As we know, Bruton tyrosine kinase (Btk) is a member of the TEC family kinases. In addition, it is involved in B-cell antigen receptor (BCR)-signaling pathway. Usually, BTK is expressed in all hematopoietic stem cell lineages, except for T cells. Besides, Btk is important for B cell development and function. Thence abnormal activation of BTK would lead to pathogenesis of B cell lymphomas (BCL). Therefore, BTK inhibitors are potential strategy for hematological malignancies such as CLL and BCL. For example, Zanubrutinib (BGB-3111) is a selective, orally active and covalent Btk inhibitor (IC50: 0.3 nM). Importantly, FDA has approved it for the treatment of relapsed/refractory mantle cell lymphoma (MCL).
BTK, a selective and orally active Btk inhibitor, is an antitumor agent for hematological malignancies research.
In general, Zanubrutinib inhibits BCR aggregation-triggered BTK autophosphorylation. Besides, It inhibits downstream PLC2γ signaling, and blocks cell proliferation and inhibits tumor growth.
In vitro, Zanubrutinib (72 h) inhibits a panel of MCL cell proliferation (eg: IC50: 1.487 μM, 5.884 μM for Jeko-1 and Mino CELLS). Meanwhile, Zanubrutinib (30 μM, 24 and 48 h) induces apoptosis in immortalized and primary MCL cells. In addition, Zanubrutinib (15 μM, 0-24 h) inhibits BTK autophosphorylation, AKT and GSK3 α/β activation in MCL cells.
In vivo, Zanubrutinib (2.5 and 7.5 mg/kg, p.o., BID) inhibits tumor growth in OCI-LY10 DLBCL tumor xenograft mice, with a TGI of 76% and 88% respectively. Similarly, Zanubrutinib (30 mg/kg, oral gavage, twice a day) also shows significant tumor inhibition effect in an MCL PDX model, with no detectable toxicities. Importantly, Zanubrutinib exhibits excellent pharmacokinetic properties. For example, Zanubrutinib (5 mg/kg, p.o., rats) show low clearance rate (76.8 mL/min/kg), high exposure Cmax (235 ng/mL), AUC (257 h·ng/mL), and oral bioavailability (23.6%).

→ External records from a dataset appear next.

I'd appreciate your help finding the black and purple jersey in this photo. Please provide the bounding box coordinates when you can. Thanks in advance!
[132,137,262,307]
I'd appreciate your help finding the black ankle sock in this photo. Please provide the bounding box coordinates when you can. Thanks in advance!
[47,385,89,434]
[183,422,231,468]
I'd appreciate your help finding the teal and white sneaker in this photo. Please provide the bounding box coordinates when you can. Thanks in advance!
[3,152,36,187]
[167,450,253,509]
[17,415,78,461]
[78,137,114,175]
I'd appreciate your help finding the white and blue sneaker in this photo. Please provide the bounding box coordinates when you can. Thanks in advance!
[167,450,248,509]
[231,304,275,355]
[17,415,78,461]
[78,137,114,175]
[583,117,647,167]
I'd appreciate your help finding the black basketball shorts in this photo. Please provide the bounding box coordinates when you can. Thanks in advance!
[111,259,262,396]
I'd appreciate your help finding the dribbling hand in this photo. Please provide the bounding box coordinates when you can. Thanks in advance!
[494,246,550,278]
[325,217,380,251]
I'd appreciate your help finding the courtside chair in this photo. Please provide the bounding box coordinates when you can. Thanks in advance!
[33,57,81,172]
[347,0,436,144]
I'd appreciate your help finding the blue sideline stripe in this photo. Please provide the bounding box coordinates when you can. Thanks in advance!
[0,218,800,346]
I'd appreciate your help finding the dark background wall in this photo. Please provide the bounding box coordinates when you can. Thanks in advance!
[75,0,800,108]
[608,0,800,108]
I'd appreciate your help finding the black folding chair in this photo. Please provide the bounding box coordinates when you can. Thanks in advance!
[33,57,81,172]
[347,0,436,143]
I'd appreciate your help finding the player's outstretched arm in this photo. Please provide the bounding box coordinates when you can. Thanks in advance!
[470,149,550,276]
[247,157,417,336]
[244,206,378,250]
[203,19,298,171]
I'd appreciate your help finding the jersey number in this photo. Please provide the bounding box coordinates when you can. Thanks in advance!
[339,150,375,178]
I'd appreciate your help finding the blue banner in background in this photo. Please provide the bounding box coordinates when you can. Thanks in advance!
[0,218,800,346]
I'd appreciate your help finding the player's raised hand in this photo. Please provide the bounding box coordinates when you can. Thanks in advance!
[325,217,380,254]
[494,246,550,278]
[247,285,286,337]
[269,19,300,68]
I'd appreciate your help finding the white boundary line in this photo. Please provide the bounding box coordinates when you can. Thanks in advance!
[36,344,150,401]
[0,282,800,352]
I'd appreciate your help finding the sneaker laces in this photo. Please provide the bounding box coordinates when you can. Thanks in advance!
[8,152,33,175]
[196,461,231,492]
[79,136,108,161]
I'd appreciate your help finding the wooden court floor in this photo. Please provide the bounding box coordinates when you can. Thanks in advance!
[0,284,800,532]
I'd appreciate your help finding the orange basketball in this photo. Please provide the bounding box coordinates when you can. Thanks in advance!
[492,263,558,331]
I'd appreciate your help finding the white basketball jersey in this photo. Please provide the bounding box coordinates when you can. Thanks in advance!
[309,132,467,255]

In conclusion, Zanubrutinib is a selective Btk inhibitor. More importantly, Zanubrutinib shows potent antitumor effects in hematological malignancies animal model.
References:
[1] Guo Y,et al. Discovery of Zanubrutinib (BGB-3111). J Med Chem. 2019 Sep 12;62(17):7923-7940.
[2] Li CJ, et al. Mol Cancer Ther. 2019 Feb;18(2):267-277.
[3] Rhodes JM, et al. Drug Des Devel Ther. 2021 Mar 2;15:919-926.